Some People Need Momentum, Not Moments

This may sound odd from a preacher who just led a church through a series called Defining Moments, but here goes:  some people need fewer “moments” and more “momentum.”

See, a lot of folks wait for, long for, yearn for God to change their lives in an instant:  a divine ZAP! that saves souls, heals addictions, and restores relationships.

And there are times when God does just that.  Many people I know came to faith and even were delivered from addictions in a decisive encounter.  The kind of moment that, as we said throughout the recent series, redefines all the moments to come.

Yet I have also seen people for whom that longing for THE MOMENT is merely an avoidance strategy to keep them from embracing the daily disciplines of faithful, unselfish living.

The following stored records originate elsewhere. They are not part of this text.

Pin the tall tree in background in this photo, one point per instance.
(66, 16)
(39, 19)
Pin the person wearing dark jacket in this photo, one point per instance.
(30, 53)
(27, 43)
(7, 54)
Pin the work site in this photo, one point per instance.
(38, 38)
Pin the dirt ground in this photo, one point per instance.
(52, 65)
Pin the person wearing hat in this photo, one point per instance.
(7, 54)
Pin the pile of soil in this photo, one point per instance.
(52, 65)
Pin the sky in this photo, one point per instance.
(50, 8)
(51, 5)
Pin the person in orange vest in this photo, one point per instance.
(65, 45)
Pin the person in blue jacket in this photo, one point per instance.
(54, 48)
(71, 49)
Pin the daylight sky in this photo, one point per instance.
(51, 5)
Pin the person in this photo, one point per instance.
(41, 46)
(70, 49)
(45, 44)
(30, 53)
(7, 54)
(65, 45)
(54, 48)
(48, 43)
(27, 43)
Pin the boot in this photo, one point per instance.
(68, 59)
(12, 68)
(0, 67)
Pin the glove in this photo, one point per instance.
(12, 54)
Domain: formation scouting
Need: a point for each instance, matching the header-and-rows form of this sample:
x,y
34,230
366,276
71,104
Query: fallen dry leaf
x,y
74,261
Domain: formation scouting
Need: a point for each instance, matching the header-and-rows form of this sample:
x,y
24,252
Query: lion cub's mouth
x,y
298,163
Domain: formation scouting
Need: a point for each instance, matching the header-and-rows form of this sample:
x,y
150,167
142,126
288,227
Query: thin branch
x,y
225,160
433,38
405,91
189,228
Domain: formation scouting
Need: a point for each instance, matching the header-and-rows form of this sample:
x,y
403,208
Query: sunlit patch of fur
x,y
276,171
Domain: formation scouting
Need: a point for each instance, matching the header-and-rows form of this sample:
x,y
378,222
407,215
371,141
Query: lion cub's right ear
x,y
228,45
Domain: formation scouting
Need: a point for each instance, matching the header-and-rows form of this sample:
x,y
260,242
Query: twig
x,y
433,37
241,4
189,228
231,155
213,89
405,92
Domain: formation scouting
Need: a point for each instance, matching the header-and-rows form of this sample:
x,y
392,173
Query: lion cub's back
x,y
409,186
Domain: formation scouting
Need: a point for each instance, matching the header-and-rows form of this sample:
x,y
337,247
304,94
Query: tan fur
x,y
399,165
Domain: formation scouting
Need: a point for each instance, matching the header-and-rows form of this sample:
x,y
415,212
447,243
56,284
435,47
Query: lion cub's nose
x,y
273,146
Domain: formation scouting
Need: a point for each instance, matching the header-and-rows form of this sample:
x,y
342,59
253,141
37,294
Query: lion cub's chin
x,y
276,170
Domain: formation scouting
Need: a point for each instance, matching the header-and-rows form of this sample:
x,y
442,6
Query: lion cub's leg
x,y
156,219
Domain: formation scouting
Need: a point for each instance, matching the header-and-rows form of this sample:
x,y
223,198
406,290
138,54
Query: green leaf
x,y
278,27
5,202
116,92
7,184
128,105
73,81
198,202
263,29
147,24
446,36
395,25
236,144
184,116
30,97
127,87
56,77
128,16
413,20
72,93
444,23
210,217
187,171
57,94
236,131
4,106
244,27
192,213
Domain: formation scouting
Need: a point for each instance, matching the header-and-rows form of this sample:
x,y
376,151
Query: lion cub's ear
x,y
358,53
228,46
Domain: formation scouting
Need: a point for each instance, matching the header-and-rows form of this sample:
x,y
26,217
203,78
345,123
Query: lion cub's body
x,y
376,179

My friends in recovery programs call it a “spiritual bypass”:  when people needing sobriety want a single prayer that will forever remove the compulsion to drink.  The reality of recovery, however, is far different.  There’s a reason there are twelve steps and not one, just as there is a reason one of the affirmations of the program is one day at a time.

Which is true of the Christian life.  One day at a time.  Dying to self.  Opening the Scripture.  Praying that word back to God.  Living faithfully even when you don’t feel the spirit.

Recognizing that God is as much about the daily as he is the dramatic.

When you commit to that, when you live like that, you develop spiritual momentum that becomes even more defining than dramatic moments.